While at the fall student organization fair her freshman year, SESP senior Jessica Sun came across an organization whose mission deeply resonated with her: Chinatown Health Initiative.
CTHI’s work to promote health literacy for residents inspired Sun, especially because her grandmother lived in Chicago’s Chinatown neighborhood for over thirty years. Now, Sun serves as the president of CTHI.
“I feel like (understanding the healthcare system) is probably something that my grandma struggled with a little bit when she was living there,” Sun said. “A lot of them are hesitant to go to the doctor because of not understanding how the healthcare system works, as well as language barriers or financial concerns.”
CTHI is split into four committees: clinical, health education, finance and events. The club’s finance and events sectors focus on internal initiatives, like on-campus fundraising, club bonding activities and hosting speaker events.
The clinical and health education committees are outward-facing, working to partner with local organizations to offer health services in Chinatown.
One of the clinical committee’s main initiatives is providing translation services at monthly health screenings organized in Chinatown by the Midwest Asian Health Association. The screenings are staffed by local medical students from schools like Northwestern’s Feinberg School of Medicine and Midwestern University.

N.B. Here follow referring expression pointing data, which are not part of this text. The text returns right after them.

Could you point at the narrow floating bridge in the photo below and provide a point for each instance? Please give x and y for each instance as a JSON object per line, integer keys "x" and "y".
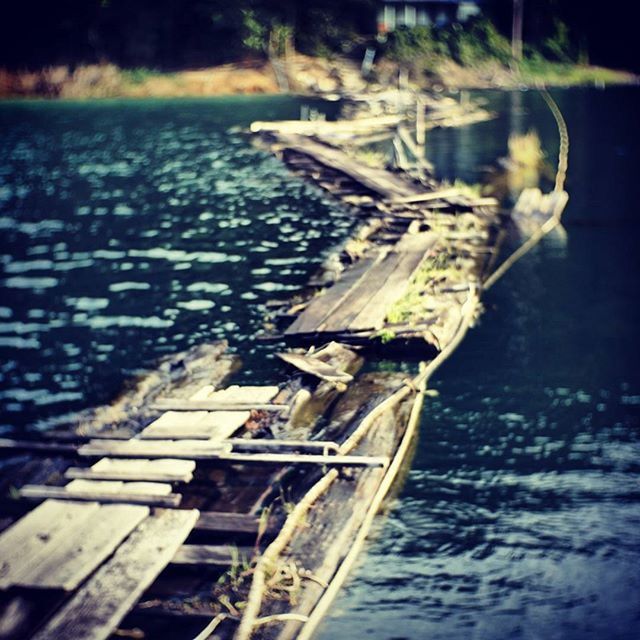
{"x": 100, "y": 540}
{"x": 166, "y": 477}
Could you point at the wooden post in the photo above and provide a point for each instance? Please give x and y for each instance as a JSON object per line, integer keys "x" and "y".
{"x": 516, "y": 34}
{"x": 420, "y": 126}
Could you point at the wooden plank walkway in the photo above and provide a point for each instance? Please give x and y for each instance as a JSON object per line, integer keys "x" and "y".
{"x": 380, "y": 181}
{"x": 217, "y": 425}
{"x": 141, "y": 470}
{"x": 361, "y": 300}
{"x": 97, "y": 608}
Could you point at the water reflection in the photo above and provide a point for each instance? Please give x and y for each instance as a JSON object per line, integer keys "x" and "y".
{"x": 519, "y": 518}
{"x": 136, "y": 229}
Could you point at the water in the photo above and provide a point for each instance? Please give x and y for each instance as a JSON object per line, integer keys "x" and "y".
{"x": 520, "y": 517}
{"x": 135, "y": 229}
{"x": 131, "y": 230}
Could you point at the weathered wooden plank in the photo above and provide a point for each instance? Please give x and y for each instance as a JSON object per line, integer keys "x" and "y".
{"x": 96, "y": 609}
{"x": 43, "y": 492}
{"x": 179, "y": 449}
{"x": 145, "y": 472}
{"x": 263, "y": 444}
{"x": 33, "y": 536}
{"x": 118, "y": 486}
{"x": 211, "y": 555}
{"x": 178, "y": 404}
{"x": 394, "y": 287}
{"x": 246, "y": 394}
{"x": 359, "y": 297}
{"x": 161, "y": 470}
{"x": 315, "y": 367}
{"x": 196, "y": 424}
{"x": 84, "y": 549}
{"x": 380, "y": 181}
{"x": 302, "y": 458}
{"x": 221, "y": 521}
{"x": 324, "y": 304}
{"x": 44, "y": 447}
{"x": 428, "y": 196}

“I thought it was pretty cool that I could get to use my Mandarin speaking skills to contribute in a way,” SESP junior and clinical committee co-chair Tok Lin Yeo said.

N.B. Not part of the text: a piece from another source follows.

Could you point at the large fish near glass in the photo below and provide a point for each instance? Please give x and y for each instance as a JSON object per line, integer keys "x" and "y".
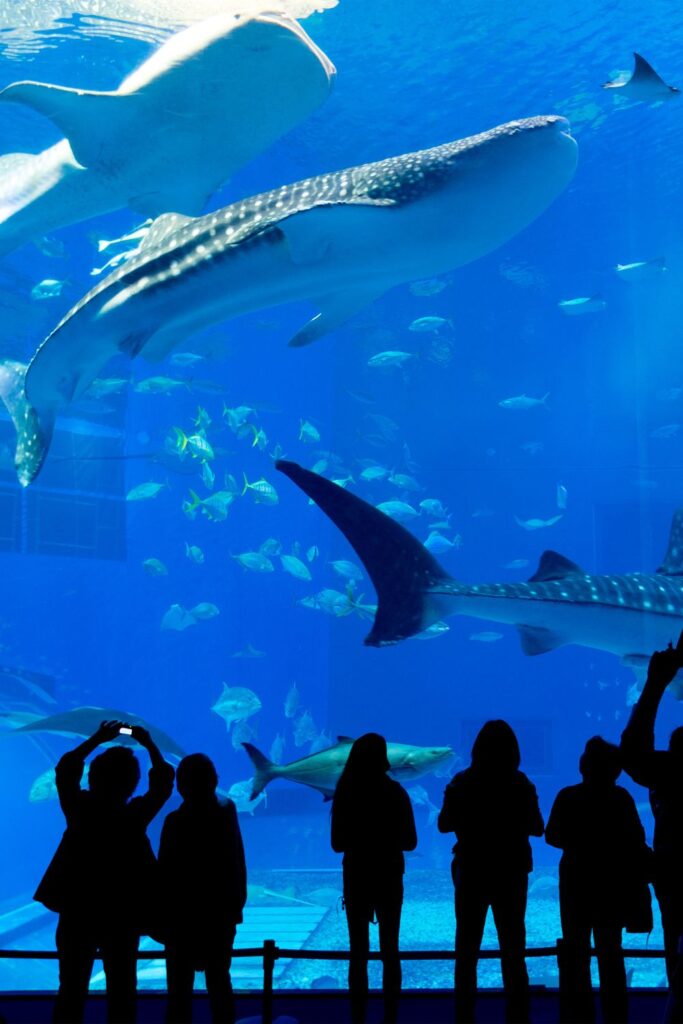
{"x": 210, "y": 99}
{"x": 630, "y": 615}
{"x": 339, "y": 240}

Sun said these screenings for conditions, such as osteoporosis and hypertension, provide important health services without language, financial, cultural and other barriers that can prevent Chinatown residents from receiving the care they need.
Weinberg senior and clinical committee co-chair Allen Wang said his group has struggled with not being able to provide interpretation support for patients outside of these screenings. Wang said they are working to compile resources to help patients take steps past being screened.
“There’s no continuity or further care that we’re able to give a lot of times, and it kind of puts us in a weird situation because we understand that we’re there to operate only as interpreters,” Wang said. “That’s, I think, a larger gap in the structure of our current medical system.”
CTHI’s health education committee has worked to create informational cards on health-related issues pertinent to the elderly population in Chinatown.
Members of the committee distribute these cards in collaboration with the Chicago Public Library’s Chinatown Branch, the Chinese Mutual Aid Association, the Chinese American Service League and other local organizations. In September, CTHI distributed health cards at the St. James Health Fair in Chinatown.
Starting this fall, club members hope to expand their collaborations with local organizations and medical students as well as rekindle partnerships lost over the pandemic. For example, they are currently working with Tzu Chi Midwest, a local chapter of a national Buddhist humanitarian organization, to revive clinical work done before the pandemic.
Additionally, Weinberg junior, Events Chair and Interim President Haile He said he hopes to make CTHI’s on-campus speaker events more relevant to the larger NU community.
“My favorite thing about being part of the initiative is I’m making a difference in the Chinatown community,” He said. “We’re very much involved in the Chinatown community this year and just hoping to increase the things that we can do.”